Taking into consideration the social and economic situation and trends in Armenia and utilizing international experience in labor/employment policies, it is imperative to design a multifaceted strategic policy for employment reforms.
As a result of the study, the report will include a model for a new development strategy for the proposed policy on employment, including principles, fundamental issues, direction and priorities of related agencies, corresponding legislation, organizational and institutional reforms, serves and their delivery mechanisms, and the expected social economic results of the potential beneficiaries of those services, their monitoring and evaluation systems, information assurance system, cooperation within the framework of social partnership and the fundamental mechanism in employment services sector and implementation of key measures.
c) Health Care System Development Strategy in Armenia in Short and Long Term Perspectives
Although there has been a more than 15 year period of health care sphere reforms and a permanent increase of state budget allocation for health care in Armenia, the system still needs significant improvement.
In conditions of decentralization and privatization of the health system, government regulative and management tools are very weak and there is an absence of quality assurance and control mechanisms.

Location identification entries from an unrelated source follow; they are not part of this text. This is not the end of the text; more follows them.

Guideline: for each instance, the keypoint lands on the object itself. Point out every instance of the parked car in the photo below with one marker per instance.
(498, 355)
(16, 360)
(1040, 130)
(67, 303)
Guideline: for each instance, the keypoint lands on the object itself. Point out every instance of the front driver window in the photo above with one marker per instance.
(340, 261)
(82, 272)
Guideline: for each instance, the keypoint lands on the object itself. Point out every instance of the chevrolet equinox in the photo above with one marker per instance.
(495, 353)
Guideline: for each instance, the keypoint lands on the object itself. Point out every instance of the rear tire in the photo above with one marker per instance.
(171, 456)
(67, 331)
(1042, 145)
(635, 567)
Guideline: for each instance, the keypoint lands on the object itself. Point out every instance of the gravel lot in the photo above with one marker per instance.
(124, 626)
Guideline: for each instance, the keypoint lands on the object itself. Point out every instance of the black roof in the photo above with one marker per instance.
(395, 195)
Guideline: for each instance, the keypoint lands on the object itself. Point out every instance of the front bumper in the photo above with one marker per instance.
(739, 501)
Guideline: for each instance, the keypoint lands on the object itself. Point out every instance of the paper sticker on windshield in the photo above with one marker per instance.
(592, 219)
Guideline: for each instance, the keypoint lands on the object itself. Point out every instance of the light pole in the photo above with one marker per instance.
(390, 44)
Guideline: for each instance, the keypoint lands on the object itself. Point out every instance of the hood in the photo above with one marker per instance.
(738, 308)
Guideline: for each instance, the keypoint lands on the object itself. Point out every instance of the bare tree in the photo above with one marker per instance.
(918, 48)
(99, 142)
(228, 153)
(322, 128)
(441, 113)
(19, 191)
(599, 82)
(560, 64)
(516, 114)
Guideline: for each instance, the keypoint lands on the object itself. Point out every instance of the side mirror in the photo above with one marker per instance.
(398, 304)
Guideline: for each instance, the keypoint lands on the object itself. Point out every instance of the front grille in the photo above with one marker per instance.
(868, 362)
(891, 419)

State budget medical services (hospitals and outpatient care) financing system is not guaranteed free of charge access to those services. Taking into consideration the fact that a huge part of the population has low incomes and vulnerable groups of the population meet financial barriers in getting medical aid and services.
Preventative medical services need to dominate in terms of provision of medical care. Secondary and tertiary services are weak in terms of usage of modern medical equipment and technologies (diagnostic and treatments).
In addition, healthy lifestyles and public health education is in a very low stage. Specialized care dominates vs. prevention.
Objectives of the strategy:
Health care system belongs to the social sphere of countries. That is why a government takes responsibility to develop and to implement a socially oriented health policy and to ensure provision of accessible and free-of-charge medical services equally to all groups in society.
The main objective of this strategy is to implement basic principles of social equity and solidarity in the health care sector. Government takes responsibility for transparency of its policy and for guaranteeing the implementation of its policy in the sector.
Development of the system in terms of provision of accessible and high qualified medical services and the health sector services’ consumption (utilization) ideology and mechanism must be improved in terms of guaranteeing basic social principles.
The strategy aimed to be implemented for ten years and is distinguished in two phases: short term for upcoming five years and long term for the next five years.